Animation: Body and mind

 

Warner Bros, Polar Express (Film Still), 2004

Our ideas of the world and how we experience it relies much on the way we animate. To understand this we need to look at how one animates in the first place and the importance of imagination and emotion in our experiences. How we, as the spectator, are as crucial as the image itself, and how animation impacts us every day.

To understand animation, we must first understand images as vehicles of transformation. Images are dynamic forces with a dynamic effect. We might think of an image as anything visual, as a picture, or as a mental image. What is also important to distinguish, is that the ‘image’ «is defined not by its mere visibility but by its being invested, by the beholder, with a symbolic meaning and kind of mental ‘frame’».[1] Images have a certain power of effect on the beholder. Images make us move, literally or figuratively. They make us cry, fear, laugh, and love. They thereby have the ability to transform us as people.

For the image to contain such power, it must have a spectator. And this spectator must be able to animate, or bring to life, the image as if it were a living thing. How this spectator invests him- or herself in the image, is guided by their place in history and their cultural upbringing. The ways how we read images and image perception are different from person to person. Our ideas of the world, and our ideas about ourselves, will influence how we animate. The image will then come to life in different ways depending on different spectators.

Carpenter, John, Halloween (Film Still), 1978

We can see this clearly in the horror genre. The effect fear can have on a person is to imbed itself in our minds and conjure up fantasies or hallucinations of the source of that fear. Whatever monster we see on the screen (often being a form of animation itself), takes hold of us, and lives within us. We animate the idea of the monster, willingly or unwillingly, long after the movie is finished. For some, this animation is strong and visual while for others it is short-lived and unreal. For some, it might not even happen, as not everybody is affected by this genre.

On one hand, images require material media while they are also actualized in our bodies and minds. We incorporate images in ourselves and our desires, our mannerisms, and our memories and perceptions. Then we carry the image, we give it existence. It is only in this act of projecting ourselves onto the picture that we in a sense draw the image out from its medium and the image comes alive. It then lives somewhere between the spectator and the external world. In this sense, we feel that the image, in this case, the monster, might exist. Our minds trick us into believing. What happens when we come into contact with those entities, such as a horror film, is an act of animation.

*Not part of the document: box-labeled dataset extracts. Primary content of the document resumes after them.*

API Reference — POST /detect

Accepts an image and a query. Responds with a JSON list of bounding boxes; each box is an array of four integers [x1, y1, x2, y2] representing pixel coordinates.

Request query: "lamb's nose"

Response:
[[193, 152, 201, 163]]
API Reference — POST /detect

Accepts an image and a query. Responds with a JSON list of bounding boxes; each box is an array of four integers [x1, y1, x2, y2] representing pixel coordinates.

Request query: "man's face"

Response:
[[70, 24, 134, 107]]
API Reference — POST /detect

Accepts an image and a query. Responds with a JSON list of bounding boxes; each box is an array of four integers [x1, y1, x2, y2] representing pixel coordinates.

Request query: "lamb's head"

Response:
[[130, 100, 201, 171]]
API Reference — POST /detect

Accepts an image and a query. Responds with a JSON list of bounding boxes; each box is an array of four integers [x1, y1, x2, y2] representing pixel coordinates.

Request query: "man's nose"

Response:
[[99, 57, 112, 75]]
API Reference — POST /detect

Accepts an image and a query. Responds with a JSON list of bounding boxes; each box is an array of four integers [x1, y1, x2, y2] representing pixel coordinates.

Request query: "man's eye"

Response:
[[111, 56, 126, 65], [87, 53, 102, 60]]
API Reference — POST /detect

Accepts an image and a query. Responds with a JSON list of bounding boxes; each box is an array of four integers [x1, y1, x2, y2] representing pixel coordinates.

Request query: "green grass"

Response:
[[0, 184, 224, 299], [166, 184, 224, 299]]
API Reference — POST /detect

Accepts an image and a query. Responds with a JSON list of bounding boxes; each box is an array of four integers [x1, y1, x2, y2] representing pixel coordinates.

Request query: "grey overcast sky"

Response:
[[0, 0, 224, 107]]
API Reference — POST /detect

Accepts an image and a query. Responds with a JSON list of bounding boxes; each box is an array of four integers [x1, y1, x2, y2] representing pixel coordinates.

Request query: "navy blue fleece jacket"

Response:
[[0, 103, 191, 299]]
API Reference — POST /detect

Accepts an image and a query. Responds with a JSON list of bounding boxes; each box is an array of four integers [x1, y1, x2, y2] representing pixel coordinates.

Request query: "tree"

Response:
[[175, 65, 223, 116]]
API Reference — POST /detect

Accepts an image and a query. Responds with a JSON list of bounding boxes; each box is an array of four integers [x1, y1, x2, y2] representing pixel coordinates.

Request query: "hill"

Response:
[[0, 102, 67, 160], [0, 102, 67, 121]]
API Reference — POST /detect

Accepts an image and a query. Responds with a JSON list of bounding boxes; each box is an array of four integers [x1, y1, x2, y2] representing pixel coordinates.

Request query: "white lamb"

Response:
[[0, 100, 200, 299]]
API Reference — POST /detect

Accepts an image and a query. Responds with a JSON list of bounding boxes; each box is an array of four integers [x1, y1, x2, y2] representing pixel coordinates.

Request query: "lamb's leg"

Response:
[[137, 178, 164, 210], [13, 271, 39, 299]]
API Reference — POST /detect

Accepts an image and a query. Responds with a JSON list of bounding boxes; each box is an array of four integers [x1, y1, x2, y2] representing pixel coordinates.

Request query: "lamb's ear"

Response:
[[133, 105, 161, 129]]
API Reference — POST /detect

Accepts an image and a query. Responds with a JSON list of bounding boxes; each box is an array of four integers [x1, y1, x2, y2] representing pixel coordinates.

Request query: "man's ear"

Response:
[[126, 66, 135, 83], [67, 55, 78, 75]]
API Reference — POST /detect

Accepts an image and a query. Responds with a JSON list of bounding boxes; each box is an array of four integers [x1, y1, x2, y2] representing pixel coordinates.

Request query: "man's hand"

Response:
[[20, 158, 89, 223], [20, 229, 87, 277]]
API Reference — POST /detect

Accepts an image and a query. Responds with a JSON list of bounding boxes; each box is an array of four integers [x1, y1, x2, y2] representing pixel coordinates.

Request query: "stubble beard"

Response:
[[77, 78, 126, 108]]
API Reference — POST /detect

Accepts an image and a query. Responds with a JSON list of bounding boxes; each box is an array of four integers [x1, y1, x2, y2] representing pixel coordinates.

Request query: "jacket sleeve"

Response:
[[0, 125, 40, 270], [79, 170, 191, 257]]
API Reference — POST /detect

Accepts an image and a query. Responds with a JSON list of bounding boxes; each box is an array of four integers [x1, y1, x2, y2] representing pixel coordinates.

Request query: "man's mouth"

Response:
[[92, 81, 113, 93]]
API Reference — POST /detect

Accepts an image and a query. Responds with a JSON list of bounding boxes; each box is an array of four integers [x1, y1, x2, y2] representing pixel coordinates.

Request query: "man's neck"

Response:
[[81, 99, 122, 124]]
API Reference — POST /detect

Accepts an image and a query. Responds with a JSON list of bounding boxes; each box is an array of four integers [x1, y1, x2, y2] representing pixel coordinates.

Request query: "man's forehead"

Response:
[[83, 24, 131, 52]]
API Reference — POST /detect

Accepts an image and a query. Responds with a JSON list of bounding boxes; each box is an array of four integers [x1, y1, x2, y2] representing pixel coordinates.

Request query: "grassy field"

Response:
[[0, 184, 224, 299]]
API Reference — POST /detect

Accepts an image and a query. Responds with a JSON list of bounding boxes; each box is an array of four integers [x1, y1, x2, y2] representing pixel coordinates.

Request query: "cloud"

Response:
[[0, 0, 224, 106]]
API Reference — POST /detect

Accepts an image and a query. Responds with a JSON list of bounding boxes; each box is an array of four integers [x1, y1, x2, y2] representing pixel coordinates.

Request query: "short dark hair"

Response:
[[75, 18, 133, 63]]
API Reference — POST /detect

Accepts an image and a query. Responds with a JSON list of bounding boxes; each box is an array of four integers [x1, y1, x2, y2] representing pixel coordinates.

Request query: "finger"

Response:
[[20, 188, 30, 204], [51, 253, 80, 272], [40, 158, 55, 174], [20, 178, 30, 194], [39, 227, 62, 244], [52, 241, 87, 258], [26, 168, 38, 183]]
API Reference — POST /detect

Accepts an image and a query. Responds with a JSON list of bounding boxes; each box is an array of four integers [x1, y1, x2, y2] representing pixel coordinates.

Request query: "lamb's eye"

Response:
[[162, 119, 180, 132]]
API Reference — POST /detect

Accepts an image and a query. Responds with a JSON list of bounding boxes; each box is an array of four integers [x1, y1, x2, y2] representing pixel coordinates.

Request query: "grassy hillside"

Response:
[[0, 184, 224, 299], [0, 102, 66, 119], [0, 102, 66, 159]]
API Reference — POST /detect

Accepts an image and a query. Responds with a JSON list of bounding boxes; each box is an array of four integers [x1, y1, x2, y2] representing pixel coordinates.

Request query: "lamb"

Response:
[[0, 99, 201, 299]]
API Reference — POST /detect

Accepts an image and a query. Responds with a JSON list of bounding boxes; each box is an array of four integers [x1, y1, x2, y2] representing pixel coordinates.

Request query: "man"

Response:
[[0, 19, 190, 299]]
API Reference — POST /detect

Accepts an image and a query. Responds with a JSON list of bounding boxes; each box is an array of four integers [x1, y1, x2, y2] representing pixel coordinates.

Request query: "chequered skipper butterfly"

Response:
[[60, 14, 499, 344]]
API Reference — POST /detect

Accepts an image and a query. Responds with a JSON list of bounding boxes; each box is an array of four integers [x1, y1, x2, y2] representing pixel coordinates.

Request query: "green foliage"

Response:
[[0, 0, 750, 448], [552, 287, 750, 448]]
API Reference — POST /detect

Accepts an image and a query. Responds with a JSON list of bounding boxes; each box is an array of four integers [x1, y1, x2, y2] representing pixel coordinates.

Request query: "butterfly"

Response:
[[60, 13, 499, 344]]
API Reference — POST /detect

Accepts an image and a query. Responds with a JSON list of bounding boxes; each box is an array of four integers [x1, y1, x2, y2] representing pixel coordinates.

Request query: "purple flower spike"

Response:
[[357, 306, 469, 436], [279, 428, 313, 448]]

Cartoons, from Teletubbies to Frozen, even to animated films with age restrictions, are something the majority of us have brought with us in our luggage from our early childhood days and throughout our lives. Here the lines on the screen are being manipulated and moved in a way that seems more or less life-like. The success of the animation relies on where in the spectrum of ‘realness’ it lies. Too mechanical, and we expose the illusion for what it is; a two- dimensional drawing. Too real, and it falls into the uncanny valley, making it uncomfortable and too close to home. Animation companies try to balance this, but as technology develops they are continuing to get nearer and nearer to the line that «can instill horror or can bring about laughter».[2] From the first animated film til today’s digital society, we have become accustomed to the animated figure. What was considered shocking and disturbing for us a decade ago no longer affects us. Therefore the uncanny valley is pushed further and further toward the real.

Encyclopædia Britannica, graph of uncanny valley, 2023

We are also animated whilst we animate. Going back to the example of the horror movie, we can learn more about how we react, and how we act on that reaction. Provided that we are capable of animating the monster, we project while we are projected. Children are especially capable of doing so, as their minds are still so open to impressions. Our minds conjure up a fake reality, based on the story in the movie. It blurs the real from the fantasy, the physical from the imaginary. This idea in our head that the monster will come and take us, creates a physical reaction in our body. We start to sweat, our heart rate goes up, and sometimes we hyperventilate, etc. This is when we are being animated by the animation. The monster only exists in our heads (and in the movie), and it is only us animating this monster that makes it alive in the first place.

The act of animation includes a wide variety of concepts. It is the way we bring something to life. Whether that is through images or ideas, it happens to all of us and makes our lives richer because of it. From horror films to cartoon animation, we shape our lives around them. Or rather, they shape us.


[1] Belting, Hans. Likeness and Presence. A History of the Image Before the Era of Art. The University of Chicago Press: Chicago & London, 1994.

[2] Eisenstein, Sergei. Eisenstein on Disney. Calcutta: Seagull Books, 1986.